VENEZIA – Il Premio Venezia Opera Prima “Luigi De Laurentiis”, detto anche Leone del futuro,  assegna senza possibilità di ex aequo, tra i lungometraggi d’esordio nelle diverse sezioni competitive della Mostra, 100.000 dollari, messi a disposizione da Filmauro di Aurelio e Luigi De Laurentiis, divisi in parti uguali tra regista e produttore.

Aiuto concreto e non indifferente, soprattutto di questi tempi. L’ultimo italiano a riceverlo è stato Guido Lombardi, nel 2011, con “Là-bas educazione criminale” che, ambientato a Castelvolturno, narra dell’impatto drammatico dei giovani immigrati africani con la camorra.

Presidente della Giuria internazionale, composta di sette giurati, del Premio Venezia Opera Prima “Luigi De Laurentiis”, quest’anno è   Haifaa Al Mansour, prima regista donna dell’Arabia Saudita. Il suo esordio nel lungometraggio, Wadjda (La bicicletta verde), primo film girato in Arabia Saudita, è stato lanciato alla 69ma Mostra di Venezia nella sezione Orizzonti con grande consenso critico, e continua a ottenere premi internazionali. Il successo di Wadjda ha indotto “Variety” a inserire Haifaa Al Mansour tra i “10 registi da tenere d’occhio” nel 2013, e ha portato nuova attenzione verso i film provenienti dalla regione araba.

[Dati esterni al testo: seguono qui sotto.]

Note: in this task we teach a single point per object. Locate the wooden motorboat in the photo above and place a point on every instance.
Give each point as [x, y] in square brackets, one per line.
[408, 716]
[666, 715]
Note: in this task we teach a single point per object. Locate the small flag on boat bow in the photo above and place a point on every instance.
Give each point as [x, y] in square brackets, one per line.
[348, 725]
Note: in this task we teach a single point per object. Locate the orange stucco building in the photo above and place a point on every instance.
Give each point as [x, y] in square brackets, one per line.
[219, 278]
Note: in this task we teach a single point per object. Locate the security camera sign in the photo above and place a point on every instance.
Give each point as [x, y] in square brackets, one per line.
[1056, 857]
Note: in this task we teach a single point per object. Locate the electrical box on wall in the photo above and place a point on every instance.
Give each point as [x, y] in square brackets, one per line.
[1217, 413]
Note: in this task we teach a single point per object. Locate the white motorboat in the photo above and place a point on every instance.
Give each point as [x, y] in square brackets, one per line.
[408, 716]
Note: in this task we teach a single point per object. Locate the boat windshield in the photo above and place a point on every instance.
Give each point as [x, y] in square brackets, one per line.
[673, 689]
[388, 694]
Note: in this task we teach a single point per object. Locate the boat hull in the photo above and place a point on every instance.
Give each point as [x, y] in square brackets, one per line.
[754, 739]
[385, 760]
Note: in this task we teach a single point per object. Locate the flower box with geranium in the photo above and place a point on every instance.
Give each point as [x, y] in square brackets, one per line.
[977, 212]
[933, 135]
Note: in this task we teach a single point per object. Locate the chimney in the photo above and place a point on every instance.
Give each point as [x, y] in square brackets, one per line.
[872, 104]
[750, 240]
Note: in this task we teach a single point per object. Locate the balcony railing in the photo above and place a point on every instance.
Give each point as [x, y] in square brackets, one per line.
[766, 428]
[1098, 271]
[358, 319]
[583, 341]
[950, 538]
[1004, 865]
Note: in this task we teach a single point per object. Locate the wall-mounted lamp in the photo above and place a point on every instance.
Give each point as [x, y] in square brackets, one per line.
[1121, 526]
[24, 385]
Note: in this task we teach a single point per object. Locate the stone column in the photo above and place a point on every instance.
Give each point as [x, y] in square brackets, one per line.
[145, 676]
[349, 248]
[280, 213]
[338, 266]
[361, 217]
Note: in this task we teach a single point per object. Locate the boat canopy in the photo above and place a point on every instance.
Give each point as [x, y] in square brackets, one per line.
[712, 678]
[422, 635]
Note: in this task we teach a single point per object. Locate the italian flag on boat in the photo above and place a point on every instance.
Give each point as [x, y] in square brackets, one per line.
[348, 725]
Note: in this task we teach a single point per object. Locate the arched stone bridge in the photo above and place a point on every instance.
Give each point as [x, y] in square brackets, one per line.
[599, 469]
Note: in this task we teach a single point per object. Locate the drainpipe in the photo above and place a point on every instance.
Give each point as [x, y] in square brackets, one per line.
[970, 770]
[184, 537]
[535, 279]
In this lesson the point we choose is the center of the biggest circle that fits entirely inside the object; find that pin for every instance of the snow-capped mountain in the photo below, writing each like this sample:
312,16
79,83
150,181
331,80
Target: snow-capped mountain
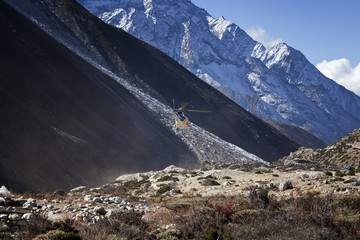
78,104
277,83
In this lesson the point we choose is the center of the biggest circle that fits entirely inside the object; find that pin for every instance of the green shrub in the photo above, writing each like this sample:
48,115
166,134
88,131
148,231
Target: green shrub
163,189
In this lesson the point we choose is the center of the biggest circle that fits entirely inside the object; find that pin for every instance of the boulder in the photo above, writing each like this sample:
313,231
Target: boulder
27,216
78,189
2,201
100,210
285,186
14,217
4,192
29,204
209,182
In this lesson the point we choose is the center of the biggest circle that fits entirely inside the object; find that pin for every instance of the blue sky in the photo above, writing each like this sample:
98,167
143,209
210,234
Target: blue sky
327,32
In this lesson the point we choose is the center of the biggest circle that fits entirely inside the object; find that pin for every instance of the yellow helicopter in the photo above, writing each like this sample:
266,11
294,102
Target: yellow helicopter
181,120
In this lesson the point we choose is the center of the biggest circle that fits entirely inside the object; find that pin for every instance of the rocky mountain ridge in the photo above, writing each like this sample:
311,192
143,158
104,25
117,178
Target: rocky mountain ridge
95,101
278,83
344,152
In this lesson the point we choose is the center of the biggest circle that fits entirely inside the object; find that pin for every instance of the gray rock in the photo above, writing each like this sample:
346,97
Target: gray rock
4,192
27,216
19,201
97,200
78,189
2,201
209,182
59,192
285,186
29,204
14,217
10,209
100,210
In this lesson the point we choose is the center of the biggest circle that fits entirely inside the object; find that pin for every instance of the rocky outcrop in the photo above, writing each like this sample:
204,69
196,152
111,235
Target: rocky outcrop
344,152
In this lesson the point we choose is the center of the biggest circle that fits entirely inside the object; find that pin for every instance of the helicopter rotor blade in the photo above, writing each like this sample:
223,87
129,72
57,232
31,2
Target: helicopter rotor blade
194,110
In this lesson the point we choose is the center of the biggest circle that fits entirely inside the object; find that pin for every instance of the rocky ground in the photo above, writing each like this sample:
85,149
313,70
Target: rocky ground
154,195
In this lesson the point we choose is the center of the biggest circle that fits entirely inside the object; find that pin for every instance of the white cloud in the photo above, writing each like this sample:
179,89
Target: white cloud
259,34
341,72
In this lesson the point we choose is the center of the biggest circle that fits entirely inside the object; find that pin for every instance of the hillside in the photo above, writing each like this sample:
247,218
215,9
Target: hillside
156,74
278,83
65,123
216,201
344,152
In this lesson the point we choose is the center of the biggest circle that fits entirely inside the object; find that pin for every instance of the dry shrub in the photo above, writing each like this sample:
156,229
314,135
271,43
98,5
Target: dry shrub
123,225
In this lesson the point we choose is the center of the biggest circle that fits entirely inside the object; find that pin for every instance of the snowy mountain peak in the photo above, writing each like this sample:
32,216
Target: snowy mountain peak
218,26
277,83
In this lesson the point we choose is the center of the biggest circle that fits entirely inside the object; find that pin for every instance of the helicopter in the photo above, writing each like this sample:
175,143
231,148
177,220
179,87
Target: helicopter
181,120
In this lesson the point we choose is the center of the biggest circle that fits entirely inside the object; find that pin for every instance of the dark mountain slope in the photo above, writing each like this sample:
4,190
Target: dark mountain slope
64,123
165,79
298,134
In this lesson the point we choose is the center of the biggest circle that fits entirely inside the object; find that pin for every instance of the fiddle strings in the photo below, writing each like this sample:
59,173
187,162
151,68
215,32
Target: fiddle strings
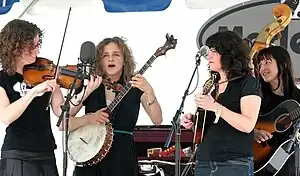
56,72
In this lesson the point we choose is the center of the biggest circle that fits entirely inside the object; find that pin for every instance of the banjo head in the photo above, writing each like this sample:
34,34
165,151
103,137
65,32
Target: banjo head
84,142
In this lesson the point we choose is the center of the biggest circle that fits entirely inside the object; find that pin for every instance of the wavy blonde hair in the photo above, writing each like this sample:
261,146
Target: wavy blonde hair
129,63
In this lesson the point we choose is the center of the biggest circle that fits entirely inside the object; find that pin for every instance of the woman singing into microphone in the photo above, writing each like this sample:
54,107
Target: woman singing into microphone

Haifaa Al Mansour è nata nel 1974 in Arabia Saudita. E’ sposata con un diplomatico americano e ha due figli, con la famiglia per qualche anno ha vissuto nel Bahrain. Ha studiato letteratura  all’American University del Cairo e ha completato la sua formazione con un Master in studi cinematografici all’Università di Sidney. Il successo dei suoi cortometraggi, e dell’innovativo documentario Women Without Shadow (2005), ha influenzato una nuova onda di registi sauditi e ha posto sulle prime pagine la questione dell’apertura dei cinema nel suo Paese. In Arabia Saudita il suo lavoro è un atto di coraggiosa rottura con il passato: la Mansour è da una parte lodata e dall’altra vilipesa, per aver sollevato tematiche tabù e aver penetrato il muro di silenzio che circonda la vite segregate delle donne saudite.